Tips for Gaining Muscle for Vegans: Part One

Vegans who are interested in gaining muscle need to keep in mind the importance of proper nutrition, smart training, and recovery. 

I am a Lebanese girl and have been interested in gaining muscle for the last three years. My three years transformation was slow and progressive, with up and downs. I dropped 12% body fat and have lost a lot of weight since then. My main motivation was being at my heaviest and most unhappy weight and not wanting to feel that way. I remember seeing pictures of Michelle Lewin on Instagram and wanting to become fit. Little did I know how much commitment and patience is required in order to achieve that type of physique. I stayed consistent nonetheless and have managed to maintain 15% body fat for a few years by staying consistent with my training and nutrition.

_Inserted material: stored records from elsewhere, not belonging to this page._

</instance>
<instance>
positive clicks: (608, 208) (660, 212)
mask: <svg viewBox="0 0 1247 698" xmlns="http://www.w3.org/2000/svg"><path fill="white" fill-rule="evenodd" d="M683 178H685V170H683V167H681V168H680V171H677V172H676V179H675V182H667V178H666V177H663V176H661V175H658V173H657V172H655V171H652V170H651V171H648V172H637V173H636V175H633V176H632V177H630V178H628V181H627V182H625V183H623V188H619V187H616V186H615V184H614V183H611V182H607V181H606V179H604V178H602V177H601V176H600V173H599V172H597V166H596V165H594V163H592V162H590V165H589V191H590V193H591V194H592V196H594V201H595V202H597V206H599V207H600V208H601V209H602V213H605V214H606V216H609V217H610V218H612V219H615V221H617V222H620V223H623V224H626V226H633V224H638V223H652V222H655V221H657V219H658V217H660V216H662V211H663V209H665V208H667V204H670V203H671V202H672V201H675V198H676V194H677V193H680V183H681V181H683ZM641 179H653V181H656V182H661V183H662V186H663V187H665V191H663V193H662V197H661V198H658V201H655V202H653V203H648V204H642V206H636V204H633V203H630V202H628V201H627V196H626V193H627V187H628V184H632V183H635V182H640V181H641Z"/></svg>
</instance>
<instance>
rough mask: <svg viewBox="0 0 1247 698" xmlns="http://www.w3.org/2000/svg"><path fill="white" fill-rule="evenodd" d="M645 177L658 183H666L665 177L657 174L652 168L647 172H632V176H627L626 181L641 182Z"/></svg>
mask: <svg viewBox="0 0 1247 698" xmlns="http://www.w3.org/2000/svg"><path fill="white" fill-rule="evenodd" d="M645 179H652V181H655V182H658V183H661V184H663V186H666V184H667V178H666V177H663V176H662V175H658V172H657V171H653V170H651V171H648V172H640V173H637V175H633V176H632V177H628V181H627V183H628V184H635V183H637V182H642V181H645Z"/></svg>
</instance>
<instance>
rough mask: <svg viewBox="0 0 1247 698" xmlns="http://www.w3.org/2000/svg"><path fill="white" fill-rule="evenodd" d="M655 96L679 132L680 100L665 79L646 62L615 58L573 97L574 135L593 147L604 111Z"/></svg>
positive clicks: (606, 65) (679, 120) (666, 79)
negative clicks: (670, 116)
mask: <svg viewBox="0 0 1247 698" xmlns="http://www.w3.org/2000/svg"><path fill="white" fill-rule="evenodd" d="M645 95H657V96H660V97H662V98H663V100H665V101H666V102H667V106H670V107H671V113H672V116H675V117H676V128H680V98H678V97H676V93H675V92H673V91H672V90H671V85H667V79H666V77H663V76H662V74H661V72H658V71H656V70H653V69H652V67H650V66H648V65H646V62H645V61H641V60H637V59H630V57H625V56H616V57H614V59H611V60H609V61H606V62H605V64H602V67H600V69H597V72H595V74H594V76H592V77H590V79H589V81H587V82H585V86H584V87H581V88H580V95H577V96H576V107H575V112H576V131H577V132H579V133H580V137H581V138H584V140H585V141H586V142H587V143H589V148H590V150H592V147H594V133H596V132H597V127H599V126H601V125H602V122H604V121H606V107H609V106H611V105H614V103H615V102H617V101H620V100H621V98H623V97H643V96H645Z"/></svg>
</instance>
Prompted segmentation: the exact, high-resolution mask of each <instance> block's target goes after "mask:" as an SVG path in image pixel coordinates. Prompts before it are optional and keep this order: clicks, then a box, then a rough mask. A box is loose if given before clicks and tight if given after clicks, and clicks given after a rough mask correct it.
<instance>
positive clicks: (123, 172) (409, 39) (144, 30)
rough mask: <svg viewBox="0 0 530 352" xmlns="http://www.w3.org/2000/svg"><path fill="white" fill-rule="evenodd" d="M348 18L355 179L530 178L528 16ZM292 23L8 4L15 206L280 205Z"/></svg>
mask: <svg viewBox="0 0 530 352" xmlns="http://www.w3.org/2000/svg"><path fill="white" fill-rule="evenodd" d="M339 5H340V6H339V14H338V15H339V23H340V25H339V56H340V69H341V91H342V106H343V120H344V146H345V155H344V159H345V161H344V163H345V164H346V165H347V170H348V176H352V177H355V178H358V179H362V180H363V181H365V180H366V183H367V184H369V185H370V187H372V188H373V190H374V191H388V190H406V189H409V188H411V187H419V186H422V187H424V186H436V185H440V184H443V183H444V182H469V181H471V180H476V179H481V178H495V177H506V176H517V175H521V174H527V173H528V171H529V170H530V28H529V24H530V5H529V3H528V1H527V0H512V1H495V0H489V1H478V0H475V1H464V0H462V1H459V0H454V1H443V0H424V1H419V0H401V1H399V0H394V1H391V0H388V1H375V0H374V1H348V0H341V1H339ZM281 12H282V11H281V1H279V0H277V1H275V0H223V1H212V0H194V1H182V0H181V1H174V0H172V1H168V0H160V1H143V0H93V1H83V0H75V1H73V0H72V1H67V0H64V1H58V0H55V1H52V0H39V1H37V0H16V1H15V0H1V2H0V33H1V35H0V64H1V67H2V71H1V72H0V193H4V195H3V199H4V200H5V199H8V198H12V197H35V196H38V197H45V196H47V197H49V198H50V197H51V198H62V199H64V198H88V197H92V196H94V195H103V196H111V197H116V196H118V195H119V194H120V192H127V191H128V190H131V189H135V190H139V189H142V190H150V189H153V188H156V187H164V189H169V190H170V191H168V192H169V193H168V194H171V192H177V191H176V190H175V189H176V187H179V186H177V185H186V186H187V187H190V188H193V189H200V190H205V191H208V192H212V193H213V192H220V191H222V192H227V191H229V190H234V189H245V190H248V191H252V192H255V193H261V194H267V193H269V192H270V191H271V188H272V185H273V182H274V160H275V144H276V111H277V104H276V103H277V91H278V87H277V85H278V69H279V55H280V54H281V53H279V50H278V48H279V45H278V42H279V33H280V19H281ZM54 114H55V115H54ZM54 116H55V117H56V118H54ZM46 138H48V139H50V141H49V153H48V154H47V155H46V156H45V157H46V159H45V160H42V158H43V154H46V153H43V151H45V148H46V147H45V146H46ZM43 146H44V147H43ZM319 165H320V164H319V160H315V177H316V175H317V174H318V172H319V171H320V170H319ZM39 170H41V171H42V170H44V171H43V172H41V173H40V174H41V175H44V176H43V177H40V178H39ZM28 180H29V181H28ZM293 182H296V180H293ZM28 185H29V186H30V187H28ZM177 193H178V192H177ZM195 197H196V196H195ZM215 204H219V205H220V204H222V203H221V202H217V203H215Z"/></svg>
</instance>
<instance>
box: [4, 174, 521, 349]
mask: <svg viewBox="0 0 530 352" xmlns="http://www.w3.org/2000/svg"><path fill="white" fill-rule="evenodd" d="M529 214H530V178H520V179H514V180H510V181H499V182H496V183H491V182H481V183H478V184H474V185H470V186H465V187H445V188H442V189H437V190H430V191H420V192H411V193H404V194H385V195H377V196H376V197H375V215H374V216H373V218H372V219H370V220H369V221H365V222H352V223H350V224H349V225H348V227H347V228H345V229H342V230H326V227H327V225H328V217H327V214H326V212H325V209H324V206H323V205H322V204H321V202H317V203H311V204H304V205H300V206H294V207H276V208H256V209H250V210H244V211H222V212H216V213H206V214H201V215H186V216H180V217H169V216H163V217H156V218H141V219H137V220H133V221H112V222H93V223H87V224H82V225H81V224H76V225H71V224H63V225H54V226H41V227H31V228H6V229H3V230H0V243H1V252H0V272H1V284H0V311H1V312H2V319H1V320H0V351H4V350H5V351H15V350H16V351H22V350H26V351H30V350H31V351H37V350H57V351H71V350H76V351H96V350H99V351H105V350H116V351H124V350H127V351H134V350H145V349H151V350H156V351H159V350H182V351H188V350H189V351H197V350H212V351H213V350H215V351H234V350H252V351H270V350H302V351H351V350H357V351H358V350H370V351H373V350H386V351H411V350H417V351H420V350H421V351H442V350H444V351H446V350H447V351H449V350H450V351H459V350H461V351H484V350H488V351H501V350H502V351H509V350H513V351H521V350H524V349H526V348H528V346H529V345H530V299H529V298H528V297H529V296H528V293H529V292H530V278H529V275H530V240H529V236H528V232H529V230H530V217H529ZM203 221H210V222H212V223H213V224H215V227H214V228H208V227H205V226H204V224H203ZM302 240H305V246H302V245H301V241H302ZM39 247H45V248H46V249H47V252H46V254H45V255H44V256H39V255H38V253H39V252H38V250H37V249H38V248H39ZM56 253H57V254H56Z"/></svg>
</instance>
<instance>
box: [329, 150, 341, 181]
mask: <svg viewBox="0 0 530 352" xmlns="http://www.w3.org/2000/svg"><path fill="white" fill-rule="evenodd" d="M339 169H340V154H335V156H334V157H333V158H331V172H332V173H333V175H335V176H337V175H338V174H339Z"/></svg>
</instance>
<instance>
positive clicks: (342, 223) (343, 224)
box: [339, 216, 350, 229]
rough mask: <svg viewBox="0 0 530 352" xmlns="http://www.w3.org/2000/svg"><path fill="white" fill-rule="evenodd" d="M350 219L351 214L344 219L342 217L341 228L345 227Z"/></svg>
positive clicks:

I became a Vegan around six months ago, and this has not made any significant changes to my training, due to proper planning. Any lifestyle change will require planning, I thus recommend that if you plan on gaining muscle while following a Vegan diet, you should make the following changes:

  • Spend less time at the gym. If you already are a Vegan or plan on going Vegan, I suggest that you time your workouts, spend around 45 minutes on your weight-lifting sessions. I also recommend less cardio if you plan on gaining muscle because the process of protein synthesis will not be as effective if you are burning your hard earned muscle with long stretches of cardiovascular workouts. Also, spend 5 minutes stretching in order to protect your joints and reduce your risk of injury before and after an intense workout.
  • Invest in BCAA’s, Creatine and Plant-Based Protein Powder. In conjunction to proper training, rest and nutrition (which I will go into detail with shortly), I suggest that you start supplementing with the aforementioned products as they will help your muscles recover after an intense training session. As Vegans, we cannot consume animal products, because we do not wish to cause harm to non-thinking beings who do not choose their own fates. I thus remind myself that a positive approach towards fitness is completely part of an ethical choice that will benefit those who do not have a voice in their fate, animals. Creatine unfortunately is only found in animals and has a huge impact on building muscle, thus, I supplement with Creatine powder, 3-5mg a day, in order to help maintain my muscle growth and help with my performance at the gym. Also, BCAA’s are helpful with performance at the gym and help with recovery. I recommend supplementing with Hemp, Pea or Rice Protein Powders.
  • Nutrition. Putting on muscle is a process that requires a lot of patience, a lot of rest and a lot of hard work. Nutrition is also highly important for this process to take place. I cannot stress the importance of eating more as your overall calorie consumption while eating plant-based foods is way less than when you eat animal products. I thus suggest snacking on almonds, cashews, walnuts and nut-butter sandwiches, etc. Fruits and vegetables are also wonderful sources of nutrients and will fuel your body just right for your next training session. I would like to highlight the importance of a probiotic supplement (as well as vitamin B12) for your digestion system to run optimally. The foods I have mentioned are fibrous therefore a supplement will help alongside your healthy and smart approach towards choosing Vegan foods. Tempeh, Tofu, Seitan, Lentils, Chickpeas are highly nutritious protein food sources . Dessert and snack options such as Peanut Butter with bananas, a Hemp Protein Shake with Almond milk and Chia Seeds are also excellent ways to put on lean muscle mass.
  • Consume a Pre/Post Workout snack. If you are planning on doing any cardio, consume a protein shake 20 minutes beforehand, I would actually recommend a snack consisting of both protein and carbs before and after your training sessions to fuel your body properly. An apple and a Hemp/Pea protein shake works. An almond butter and banana sandwich is also a delicious and nutritious alternative after a heavy lifting session.
  • Meditate. I think that strengthening your mind is vital for your success in building muscle as well as developing a positive attitude towards your healthy lifestyle. I thus recommend finding 5 minutes a day to meditate and visualize your success. It will help you accomplish your goals and keep you focussed as well as positive. Reducing stress also leads to better strength and muscle gains at the gym with an overall positive change in performance.